What does Ellison do when these spooky events unfold? He mostly acts like a normal, sane person. And unlike most horror movie leads, Ellison is no hero, and he never attempts to act like one. He’s an average guy not capable of great action, a.k.a. don’t expect a big climatic battle. Ellison does and says questionable things on a personal level, but he’s a protagonist viewers can get behind and empathize with: someone trying to capture the greatness he once had to extreme lengths.
This is Ellison’s story, not his family’s. All the supernatural events only affect him, while his actions affect his wife, daughter and son. They are secondary characters who don’t have serve a great purpose, and that issues comes from one of Sinister’s strenghts. The movie paints a claustrophobic enviroment for Ellison to be in. We’re with him the whole way through in that house. It’s effective for pacing and storytelling reasons, but it also does not provide his family with much to do, story-wise.
All of the horrors Ellison faces are portrayed in a matter-of-fact style, and not in a cold or stagey way. Derrickson’s got a clear handle on the scary side of things, nearly always going for a quiet chill rather than a big, cheap jump. The horror doesn’t stem from Ellison confronting a threatening dog, but seeing the reflection of the horrific Super 8 films in his glasses, one of the many fantastic shots Derrickson and cinematographer Chris Norr capture.

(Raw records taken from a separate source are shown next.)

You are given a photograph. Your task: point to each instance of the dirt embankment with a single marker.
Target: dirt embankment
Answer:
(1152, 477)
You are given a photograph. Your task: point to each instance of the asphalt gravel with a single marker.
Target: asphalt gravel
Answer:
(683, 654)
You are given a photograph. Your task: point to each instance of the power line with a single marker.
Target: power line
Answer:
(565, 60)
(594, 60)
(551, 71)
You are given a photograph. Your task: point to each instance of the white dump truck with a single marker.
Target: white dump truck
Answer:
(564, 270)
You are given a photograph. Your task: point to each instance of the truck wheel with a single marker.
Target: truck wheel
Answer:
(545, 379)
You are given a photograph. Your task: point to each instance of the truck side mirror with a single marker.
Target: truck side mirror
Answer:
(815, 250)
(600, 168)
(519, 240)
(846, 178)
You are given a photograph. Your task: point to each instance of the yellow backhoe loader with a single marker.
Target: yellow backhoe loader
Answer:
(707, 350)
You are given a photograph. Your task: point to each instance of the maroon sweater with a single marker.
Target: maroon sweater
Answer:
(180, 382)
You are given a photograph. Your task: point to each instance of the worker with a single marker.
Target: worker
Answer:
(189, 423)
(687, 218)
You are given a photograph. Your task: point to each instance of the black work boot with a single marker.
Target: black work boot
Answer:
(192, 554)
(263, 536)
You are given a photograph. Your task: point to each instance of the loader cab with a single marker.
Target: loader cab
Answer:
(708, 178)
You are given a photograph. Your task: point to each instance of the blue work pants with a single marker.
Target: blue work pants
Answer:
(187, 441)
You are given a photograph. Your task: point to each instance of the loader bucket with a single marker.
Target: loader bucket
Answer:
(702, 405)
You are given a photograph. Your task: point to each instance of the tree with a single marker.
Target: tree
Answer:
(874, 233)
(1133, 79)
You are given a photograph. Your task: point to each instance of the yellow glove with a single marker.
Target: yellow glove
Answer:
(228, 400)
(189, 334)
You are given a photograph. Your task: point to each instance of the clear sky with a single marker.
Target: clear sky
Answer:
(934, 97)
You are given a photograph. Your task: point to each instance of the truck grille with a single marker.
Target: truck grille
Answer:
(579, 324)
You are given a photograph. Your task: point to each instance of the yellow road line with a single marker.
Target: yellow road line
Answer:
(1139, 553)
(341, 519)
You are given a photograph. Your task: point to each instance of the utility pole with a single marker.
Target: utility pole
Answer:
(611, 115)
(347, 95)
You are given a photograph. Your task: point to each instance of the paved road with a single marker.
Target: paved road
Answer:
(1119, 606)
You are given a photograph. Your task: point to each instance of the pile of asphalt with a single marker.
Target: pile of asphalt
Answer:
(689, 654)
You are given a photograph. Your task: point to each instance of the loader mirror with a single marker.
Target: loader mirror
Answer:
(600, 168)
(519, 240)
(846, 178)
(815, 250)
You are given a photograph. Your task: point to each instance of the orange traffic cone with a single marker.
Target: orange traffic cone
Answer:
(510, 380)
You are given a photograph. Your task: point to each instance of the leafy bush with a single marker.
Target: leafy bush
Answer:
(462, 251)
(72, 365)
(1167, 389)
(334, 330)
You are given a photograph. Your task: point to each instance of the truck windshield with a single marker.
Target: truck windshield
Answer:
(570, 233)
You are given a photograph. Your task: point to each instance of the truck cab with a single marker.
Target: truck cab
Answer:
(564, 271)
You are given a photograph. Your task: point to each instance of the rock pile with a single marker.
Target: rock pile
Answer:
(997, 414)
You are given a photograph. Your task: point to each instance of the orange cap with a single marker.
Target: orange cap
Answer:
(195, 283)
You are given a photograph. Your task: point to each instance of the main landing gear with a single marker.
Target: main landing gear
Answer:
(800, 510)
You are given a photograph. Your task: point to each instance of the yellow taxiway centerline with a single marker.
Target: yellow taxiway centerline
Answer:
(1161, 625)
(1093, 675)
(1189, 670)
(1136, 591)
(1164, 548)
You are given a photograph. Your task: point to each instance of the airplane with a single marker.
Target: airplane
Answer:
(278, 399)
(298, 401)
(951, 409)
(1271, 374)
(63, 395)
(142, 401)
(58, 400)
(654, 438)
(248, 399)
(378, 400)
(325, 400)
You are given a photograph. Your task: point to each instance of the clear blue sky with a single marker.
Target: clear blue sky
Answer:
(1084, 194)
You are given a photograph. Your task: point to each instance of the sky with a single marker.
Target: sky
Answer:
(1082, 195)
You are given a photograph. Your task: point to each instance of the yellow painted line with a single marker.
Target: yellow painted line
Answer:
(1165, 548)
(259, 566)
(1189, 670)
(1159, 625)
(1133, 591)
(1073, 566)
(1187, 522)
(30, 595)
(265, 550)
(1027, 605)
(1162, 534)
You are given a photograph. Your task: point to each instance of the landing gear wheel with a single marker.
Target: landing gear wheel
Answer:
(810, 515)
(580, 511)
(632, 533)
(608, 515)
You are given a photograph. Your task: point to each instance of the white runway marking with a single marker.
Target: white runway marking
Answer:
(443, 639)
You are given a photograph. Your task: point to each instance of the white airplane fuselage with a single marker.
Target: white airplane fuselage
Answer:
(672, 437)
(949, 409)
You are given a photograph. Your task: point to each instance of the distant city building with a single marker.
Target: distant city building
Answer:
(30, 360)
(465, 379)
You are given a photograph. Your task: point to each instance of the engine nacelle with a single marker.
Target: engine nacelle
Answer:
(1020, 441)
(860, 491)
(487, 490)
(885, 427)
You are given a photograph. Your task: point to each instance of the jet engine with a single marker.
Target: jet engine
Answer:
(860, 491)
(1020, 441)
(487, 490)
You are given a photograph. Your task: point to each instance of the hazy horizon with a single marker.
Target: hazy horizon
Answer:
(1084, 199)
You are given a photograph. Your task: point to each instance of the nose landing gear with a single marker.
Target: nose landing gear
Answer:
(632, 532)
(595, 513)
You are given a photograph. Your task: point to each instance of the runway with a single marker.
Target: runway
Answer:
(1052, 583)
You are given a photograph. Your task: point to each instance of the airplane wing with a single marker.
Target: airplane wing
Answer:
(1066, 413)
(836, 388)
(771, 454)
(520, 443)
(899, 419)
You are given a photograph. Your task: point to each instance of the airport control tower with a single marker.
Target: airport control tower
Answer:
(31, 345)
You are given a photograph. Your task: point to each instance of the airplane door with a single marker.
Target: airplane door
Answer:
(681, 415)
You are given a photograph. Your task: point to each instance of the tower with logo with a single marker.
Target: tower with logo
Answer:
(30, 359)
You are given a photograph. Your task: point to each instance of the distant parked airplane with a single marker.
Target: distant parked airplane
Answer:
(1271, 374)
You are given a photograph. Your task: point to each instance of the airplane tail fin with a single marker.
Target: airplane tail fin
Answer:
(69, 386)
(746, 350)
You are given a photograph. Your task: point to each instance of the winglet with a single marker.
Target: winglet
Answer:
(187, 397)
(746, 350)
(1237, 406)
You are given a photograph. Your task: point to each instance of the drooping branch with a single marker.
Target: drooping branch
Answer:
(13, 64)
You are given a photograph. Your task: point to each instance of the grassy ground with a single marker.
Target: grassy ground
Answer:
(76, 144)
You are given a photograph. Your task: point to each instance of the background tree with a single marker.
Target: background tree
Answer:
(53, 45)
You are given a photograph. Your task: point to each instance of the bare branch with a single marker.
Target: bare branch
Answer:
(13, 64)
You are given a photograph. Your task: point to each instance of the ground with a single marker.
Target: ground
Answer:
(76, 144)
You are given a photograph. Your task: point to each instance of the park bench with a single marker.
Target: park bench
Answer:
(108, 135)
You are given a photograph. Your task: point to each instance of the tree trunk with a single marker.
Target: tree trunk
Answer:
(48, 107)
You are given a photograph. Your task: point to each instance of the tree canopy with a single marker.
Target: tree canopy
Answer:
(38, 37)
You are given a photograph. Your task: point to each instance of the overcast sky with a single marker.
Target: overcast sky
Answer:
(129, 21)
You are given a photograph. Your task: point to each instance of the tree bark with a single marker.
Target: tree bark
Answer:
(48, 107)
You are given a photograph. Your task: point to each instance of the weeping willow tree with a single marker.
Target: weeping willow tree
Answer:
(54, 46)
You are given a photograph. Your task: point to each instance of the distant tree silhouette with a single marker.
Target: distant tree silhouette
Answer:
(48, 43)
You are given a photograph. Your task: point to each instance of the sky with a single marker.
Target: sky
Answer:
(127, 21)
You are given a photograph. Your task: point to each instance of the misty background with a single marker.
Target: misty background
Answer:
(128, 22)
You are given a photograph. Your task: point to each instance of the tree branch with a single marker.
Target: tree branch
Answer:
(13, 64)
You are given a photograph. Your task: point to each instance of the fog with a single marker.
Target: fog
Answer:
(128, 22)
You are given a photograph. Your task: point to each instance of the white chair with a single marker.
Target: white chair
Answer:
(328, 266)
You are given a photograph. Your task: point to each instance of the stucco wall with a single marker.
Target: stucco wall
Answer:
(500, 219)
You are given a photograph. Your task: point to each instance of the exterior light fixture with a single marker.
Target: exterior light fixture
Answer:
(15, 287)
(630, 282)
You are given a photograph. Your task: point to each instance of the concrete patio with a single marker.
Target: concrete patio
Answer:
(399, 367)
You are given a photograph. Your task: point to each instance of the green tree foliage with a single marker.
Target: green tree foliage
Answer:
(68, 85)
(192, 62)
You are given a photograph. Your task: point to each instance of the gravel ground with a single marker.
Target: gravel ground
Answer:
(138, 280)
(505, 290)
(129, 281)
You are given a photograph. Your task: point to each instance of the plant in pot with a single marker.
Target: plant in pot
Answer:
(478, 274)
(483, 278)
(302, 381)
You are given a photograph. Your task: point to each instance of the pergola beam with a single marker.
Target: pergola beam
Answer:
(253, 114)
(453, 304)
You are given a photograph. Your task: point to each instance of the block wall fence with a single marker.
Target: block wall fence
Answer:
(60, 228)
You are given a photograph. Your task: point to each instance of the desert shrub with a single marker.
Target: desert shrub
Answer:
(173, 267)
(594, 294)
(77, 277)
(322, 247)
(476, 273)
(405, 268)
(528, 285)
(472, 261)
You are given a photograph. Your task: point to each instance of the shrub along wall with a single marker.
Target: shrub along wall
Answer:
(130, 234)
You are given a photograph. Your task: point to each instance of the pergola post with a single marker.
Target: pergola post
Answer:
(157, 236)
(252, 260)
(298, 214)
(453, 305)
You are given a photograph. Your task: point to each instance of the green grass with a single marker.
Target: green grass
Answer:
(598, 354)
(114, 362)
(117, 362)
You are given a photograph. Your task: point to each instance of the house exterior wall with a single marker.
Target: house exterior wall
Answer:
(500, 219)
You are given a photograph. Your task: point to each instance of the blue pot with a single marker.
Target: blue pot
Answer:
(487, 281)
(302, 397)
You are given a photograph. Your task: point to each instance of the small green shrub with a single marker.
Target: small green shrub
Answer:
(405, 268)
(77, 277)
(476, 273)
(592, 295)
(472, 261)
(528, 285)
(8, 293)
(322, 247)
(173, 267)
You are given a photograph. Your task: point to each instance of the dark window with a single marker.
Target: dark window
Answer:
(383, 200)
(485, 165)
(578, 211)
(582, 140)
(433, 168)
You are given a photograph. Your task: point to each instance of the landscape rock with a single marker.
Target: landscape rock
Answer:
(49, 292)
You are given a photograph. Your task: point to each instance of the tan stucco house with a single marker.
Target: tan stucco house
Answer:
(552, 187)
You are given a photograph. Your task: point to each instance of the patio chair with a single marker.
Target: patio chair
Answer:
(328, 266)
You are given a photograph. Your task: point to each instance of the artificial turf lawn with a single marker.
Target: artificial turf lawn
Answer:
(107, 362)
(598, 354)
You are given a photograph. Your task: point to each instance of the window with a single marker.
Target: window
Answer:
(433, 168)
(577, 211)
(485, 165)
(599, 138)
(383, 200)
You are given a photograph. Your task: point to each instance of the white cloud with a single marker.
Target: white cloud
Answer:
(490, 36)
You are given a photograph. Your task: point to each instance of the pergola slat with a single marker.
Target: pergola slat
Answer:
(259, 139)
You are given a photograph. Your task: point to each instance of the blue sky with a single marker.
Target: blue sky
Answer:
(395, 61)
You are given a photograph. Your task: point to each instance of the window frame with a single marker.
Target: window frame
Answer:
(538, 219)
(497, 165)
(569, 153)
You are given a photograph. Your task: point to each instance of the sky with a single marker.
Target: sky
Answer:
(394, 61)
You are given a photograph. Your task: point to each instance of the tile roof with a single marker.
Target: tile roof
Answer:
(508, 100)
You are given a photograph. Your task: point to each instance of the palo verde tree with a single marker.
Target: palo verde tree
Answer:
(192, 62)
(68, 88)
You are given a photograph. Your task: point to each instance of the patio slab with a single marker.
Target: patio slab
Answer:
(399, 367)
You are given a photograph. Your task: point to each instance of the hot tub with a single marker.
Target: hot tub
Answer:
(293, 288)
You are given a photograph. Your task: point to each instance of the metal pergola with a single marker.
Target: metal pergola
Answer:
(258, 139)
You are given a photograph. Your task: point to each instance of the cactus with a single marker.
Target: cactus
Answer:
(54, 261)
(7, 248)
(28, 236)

I won’t spoil what’s on the films, but they feature some of the film’s finest imagery and prep the events to come. Overall, Sinister is a strong exercise in restrained horror, and one that becomes more satisfying with reflection. This isn’t a horror film which provides major catharsis, silly one-liners, or that annoyingly loud score telling the audience they should be scared. Derrickson is well-aware the imagery and ideas are scary on their own merits, so he lets all the low-key terror speak for itself.